How to Run Benchmarks

# Run all benchmarks
cargo bench --bench genetic_algorithm_bench

# Run specific benchmark
cargo bench --bench genetic_algorithm_bench -- fitness_eval_and_vs_xor_4cases

# Generate HTML reports
cargo bench --bench genetic_algorithm_bench -- --verbose
# Reports in target/criterion/

Future Optimization Opportunities

  1. SIMD evaluation - batch test case evaluation
  2. Circuit caching - memoize fitness scores by circuit hash
  3. Population parallelization - std::thread (zero-dependency design)
  4. JIT compilation - compile circuits to machine code per generation

Design Principles

  • Zero dependencies: Benchmarks use only stdlib + Criterion (dev-only)
  • Reproducible: All random seeds and parameters documented
  • Conservative claims: Speedup estimates are lower bounds; actual gains may be higher with larger populations/problems

References


Interpreter benchmarks (Phase U, 2026-05-13)

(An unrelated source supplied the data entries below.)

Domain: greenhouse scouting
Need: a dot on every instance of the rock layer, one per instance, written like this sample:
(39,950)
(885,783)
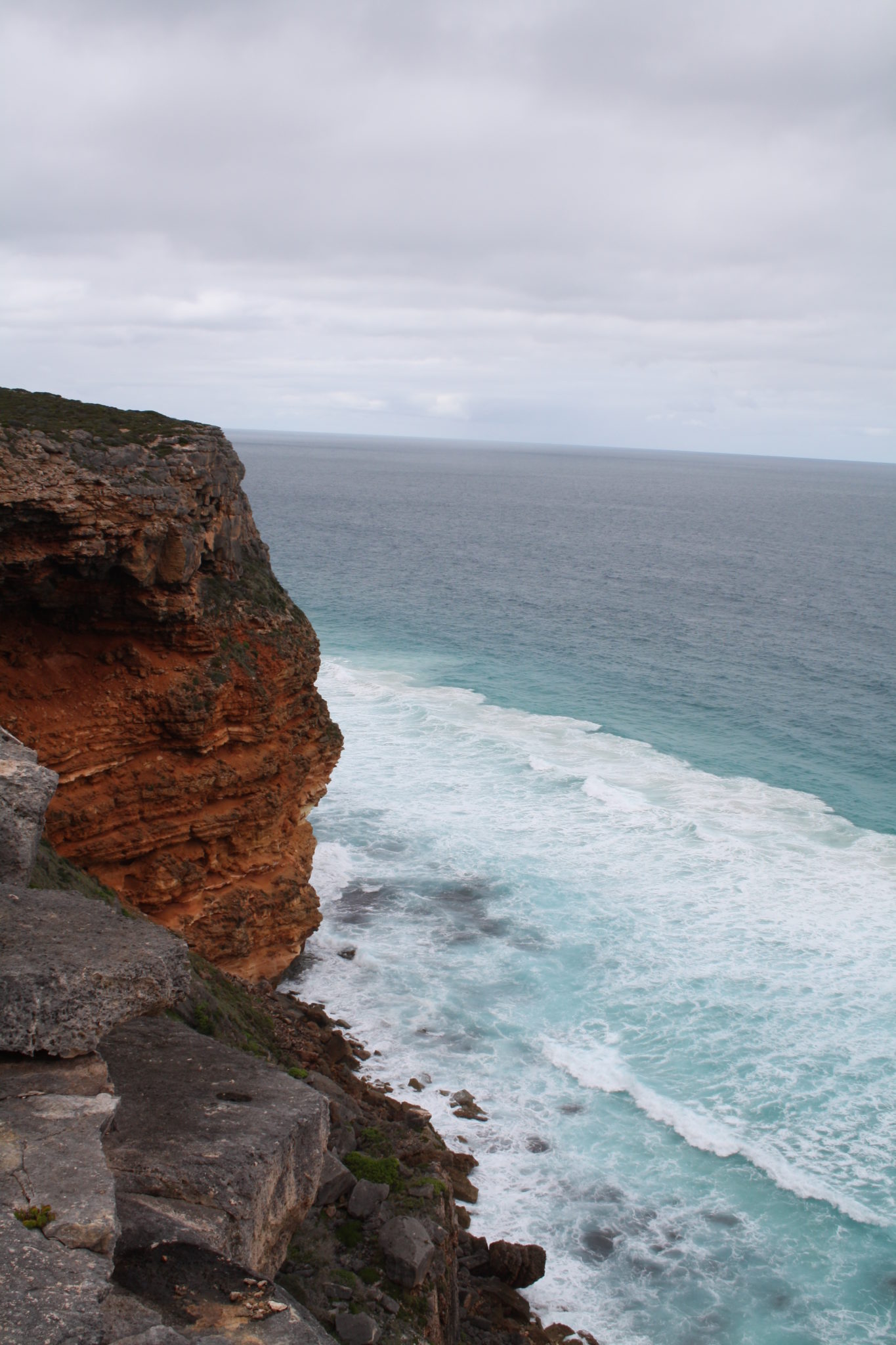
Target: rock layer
(26,789)
(152,659)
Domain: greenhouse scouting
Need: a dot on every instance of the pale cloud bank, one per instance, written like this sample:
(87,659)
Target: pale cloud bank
(657,225)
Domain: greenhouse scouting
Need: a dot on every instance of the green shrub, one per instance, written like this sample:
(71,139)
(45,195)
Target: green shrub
(372,1169)
(35,1216)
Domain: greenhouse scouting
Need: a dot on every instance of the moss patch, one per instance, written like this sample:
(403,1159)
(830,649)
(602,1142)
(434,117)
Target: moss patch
(51,871)
(35,1216)
(372,1169)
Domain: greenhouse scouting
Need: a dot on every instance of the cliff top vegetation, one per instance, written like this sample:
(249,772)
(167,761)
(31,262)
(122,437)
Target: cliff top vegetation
(54,416)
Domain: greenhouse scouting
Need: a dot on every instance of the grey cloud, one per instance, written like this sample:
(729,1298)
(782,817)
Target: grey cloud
(382,214)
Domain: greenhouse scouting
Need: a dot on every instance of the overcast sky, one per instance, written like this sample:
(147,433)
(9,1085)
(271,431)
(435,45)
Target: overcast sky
(658,223)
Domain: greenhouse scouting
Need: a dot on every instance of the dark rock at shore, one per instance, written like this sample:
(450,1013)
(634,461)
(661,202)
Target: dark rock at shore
(209,1145)
(517,1265)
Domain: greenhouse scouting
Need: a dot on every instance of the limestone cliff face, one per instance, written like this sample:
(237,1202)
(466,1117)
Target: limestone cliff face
(152,659)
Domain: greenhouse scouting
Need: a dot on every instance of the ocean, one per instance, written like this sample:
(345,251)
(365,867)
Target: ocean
(614,839)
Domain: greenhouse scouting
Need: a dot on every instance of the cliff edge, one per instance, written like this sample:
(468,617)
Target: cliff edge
(154,661)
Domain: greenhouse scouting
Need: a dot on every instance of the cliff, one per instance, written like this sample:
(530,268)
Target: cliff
(152,659)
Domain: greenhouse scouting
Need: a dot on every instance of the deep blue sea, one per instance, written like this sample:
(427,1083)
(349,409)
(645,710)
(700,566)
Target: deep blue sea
(614,837)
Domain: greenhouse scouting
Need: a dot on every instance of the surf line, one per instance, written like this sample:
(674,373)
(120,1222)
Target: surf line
(603,1070)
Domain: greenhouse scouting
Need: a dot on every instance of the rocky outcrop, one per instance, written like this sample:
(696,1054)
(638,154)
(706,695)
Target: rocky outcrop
(517,1265)
(152,659)
(209,1145)
(73,969)
(26,789)
(408,1251)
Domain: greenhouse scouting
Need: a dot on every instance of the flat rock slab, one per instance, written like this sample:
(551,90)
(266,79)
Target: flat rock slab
(73,967)
(49,1294)
(51,1155)
(210,1146)
(215,1301)
(26,789)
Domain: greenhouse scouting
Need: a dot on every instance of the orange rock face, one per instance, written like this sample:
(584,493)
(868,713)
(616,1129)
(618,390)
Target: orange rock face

Run: cargo bench --bench interpreter_bench Reports: target/criterion/report/index.html

Statistically stable measurements from criterion — 100 samples per case, 1s warm-up, 3s measurement window. Compares three execution paths (tree-walk, VM, VM with optimizer) across representative workloads.

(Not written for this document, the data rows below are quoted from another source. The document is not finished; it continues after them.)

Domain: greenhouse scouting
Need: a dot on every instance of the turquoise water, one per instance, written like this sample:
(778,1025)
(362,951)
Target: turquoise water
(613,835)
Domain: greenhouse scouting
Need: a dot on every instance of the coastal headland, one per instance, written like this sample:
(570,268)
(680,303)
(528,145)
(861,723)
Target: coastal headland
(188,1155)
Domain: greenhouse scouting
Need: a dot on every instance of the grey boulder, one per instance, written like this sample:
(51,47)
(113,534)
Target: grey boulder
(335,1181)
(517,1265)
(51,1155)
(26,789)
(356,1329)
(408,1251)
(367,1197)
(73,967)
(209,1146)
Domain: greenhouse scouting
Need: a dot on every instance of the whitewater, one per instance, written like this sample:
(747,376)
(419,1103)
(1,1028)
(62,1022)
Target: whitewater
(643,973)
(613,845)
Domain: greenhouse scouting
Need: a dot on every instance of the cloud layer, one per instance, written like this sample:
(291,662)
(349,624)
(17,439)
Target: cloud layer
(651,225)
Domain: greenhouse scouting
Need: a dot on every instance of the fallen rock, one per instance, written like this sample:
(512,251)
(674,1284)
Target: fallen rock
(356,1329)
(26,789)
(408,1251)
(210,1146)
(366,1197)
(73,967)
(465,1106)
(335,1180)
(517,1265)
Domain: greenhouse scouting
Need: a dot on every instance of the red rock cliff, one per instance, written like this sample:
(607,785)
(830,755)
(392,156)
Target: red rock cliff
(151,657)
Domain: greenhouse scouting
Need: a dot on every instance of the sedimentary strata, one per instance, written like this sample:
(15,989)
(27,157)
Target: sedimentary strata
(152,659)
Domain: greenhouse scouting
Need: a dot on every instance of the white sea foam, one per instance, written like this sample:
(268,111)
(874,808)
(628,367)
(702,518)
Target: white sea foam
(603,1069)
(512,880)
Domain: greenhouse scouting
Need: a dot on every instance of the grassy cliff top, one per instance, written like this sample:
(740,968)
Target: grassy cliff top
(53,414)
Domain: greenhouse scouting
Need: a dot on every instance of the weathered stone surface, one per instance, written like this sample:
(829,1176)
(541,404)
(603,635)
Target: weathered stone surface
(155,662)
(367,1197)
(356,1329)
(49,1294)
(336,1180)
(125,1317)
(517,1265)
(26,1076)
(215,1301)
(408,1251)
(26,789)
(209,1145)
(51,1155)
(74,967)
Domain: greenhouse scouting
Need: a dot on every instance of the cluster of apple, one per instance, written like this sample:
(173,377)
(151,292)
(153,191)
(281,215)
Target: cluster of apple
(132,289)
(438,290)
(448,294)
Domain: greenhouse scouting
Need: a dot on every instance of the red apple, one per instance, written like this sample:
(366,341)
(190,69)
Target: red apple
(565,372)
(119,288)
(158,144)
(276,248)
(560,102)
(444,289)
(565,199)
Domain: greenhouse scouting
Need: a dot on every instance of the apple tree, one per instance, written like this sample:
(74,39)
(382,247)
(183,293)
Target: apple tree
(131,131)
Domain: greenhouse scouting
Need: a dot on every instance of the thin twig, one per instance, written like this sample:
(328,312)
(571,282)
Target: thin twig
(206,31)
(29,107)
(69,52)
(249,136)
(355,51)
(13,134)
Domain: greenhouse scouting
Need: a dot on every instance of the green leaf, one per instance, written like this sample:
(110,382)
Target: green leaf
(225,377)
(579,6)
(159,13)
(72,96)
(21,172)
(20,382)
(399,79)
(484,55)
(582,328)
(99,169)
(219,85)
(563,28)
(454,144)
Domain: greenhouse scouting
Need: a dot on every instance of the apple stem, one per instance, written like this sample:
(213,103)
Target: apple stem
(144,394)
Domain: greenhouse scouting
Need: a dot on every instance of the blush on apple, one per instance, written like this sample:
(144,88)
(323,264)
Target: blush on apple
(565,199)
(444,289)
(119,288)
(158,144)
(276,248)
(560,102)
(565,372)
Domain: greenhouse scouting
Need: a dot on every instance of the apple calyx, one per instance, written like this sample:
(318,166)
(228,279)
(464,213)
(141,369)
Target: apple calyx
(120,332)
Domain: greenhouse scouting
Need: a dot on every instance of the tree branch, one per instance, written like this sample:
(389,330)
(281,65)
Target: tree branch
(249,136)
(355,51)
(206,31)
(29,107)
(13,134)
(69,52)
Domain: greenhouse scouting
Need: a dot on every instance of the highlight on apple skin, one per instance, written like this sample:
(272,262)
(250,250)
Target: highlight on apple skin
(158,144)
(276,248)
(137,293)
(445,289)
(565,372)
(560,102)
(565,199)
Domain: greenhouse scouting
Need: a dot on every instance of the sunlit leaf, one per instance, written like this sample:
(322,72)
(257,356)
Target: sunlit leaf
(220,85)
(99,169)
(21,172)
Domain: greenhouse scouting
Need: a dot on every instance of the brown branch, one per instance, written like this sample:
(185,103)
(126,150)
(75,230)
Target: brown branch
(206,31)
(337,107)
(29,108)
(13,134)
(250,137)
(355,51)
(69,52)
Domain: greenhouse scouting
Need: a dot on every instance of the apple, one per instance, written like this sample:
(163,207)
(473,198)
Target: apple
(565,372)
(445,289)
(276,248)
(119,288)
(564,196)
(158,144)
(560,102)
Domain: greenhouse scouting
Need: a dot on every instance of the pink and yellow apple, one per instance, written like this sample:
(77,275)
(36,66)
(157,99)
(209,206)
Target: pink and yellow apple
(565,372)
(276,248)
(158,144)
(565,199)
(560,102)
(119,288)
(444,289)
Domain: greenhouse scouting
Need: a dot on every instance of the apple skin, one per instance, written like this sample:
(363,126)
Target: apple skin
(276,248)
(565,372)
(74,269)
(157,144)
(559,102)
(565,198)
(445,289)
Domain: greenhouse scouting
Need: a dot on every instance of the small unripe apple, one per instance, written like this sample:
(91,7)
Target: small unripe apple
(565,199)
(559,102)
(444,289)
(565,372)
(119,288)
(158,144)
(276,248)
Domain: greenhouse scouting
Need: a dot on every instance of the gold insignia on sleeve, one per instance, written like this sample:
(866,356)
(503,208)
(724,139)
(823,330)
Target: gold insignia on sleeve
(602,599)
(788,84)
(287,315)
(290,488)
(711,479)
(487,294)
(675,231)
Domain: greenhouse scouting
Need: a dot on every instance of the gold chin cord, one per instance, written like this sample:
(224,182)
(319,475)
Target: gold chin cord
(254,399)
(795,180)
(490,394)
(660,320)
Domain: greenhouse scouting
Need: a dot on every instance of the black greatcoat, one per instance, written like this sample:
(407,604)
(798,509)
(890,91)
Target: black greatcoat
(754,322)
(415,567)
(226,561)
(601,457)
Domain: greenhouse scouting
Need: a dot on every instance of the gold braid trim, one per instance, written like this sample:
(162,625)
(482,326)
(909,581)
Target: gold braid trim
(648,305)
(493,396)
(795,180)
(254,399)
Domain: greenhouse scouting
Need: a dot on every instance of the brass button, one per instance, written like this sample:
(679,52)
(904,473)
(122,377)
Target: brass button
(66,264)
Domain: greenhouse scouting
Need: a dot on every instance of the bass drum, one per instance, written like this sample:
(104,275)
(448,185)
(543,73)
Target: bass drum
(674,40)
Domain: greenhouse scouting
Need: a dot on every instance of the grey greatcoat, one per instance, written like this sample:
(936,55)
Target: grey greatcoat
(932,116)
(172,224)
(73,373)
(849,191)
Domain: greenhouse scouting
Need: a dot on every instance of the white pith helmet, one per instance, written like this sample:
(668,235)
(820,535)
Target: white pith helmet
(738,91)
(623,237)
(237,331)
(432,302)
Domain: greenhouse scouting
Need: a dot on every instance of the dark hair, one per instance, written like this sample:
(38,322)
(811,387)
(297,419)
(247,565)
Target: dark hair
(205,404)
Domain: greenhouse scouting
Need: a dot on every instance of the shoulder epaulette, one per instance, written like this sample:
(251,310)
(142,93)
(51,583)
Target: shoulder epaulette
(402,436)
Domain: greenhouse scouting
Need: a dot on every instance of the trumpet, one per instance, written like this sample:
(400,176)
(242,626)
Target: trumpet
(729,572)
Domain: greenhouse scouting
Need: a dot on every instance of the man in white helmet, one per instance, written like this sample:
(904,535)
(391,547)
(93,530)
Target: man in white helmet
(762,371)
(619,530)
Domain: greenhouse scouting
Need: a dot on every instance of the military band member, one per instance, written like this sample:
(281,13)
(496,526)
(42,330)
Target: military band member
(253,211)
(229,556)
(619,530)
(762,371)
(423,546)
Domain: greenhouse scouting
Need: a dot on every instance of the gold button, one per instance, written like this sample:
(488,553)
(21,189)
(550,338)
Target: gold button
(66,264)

Per-workload runtime (median time per program run)

Workload Tree-walk VM VM + Opt
recursive_fib(20) 9.01 ms
tight_loop (10k int sum) 3.79 ms 3.96 ms 3.97 ms
resonance_loop (5k res()) 2.15 ms 2.05 ms 2.07 ms

Pipeline cost (phi_field_llm_demo.omc, ~250 LOC)

Stage Time
parse 482 µs
compile 28 µs
compile + optimize 30 µs

Parsing is ~17× more expensive than compilation. The optimizer adds ~6% to compile time. For long-running programs, both costs amortize to zero against execution.

Honest interpretation

  • Pure-arithmetic tight loops: VM is slightly slower than tree-walk (~4%). Bytecode dispatch overhead outweighs the savings on simple ops. Normal for a stack-based VM without a JIT.
  • Function-call-heavy workloads: VM wins. The inline cache (Phase Q) short-circuits the lookup; recursive fib benefits visibly.
  • Harmonic-primitive-heavy workloads: VM wins. Phase J's hot-op inlining (Op::Resonance, Op::Fold1, Op::IsFibonacci, Op::Fibonacci, Op::ArrayLen, Op::HimScore) bypasses the Call → call_builtin bridge entirely.
  • Optimizer ROI: zero or negative on already-fast workloads. Positive on programs with constant-heavy arithmetic — Phase K + L can collapse 1 + 2 + 3 + 4 to a single LoadConst(10) and res(89) to LoadConst(1.0) at compile time.

What this is for

The bench suite is the truth-teller. Every optimization claim should be runnable from cargo bench and reproducible by anyone with a clone. If a speedup is real, it shows up here; if it isn't, the numbers say so. No multiplicative-fantasy math (cf. docs/archive/TIER_4_HONEST_REVISION.md).

When we work on the self-hosting compiler (Phase V), this suite tells us whether the OMC-compiled-by-OMC path keeps pace with the Rust interpreter or falls behind.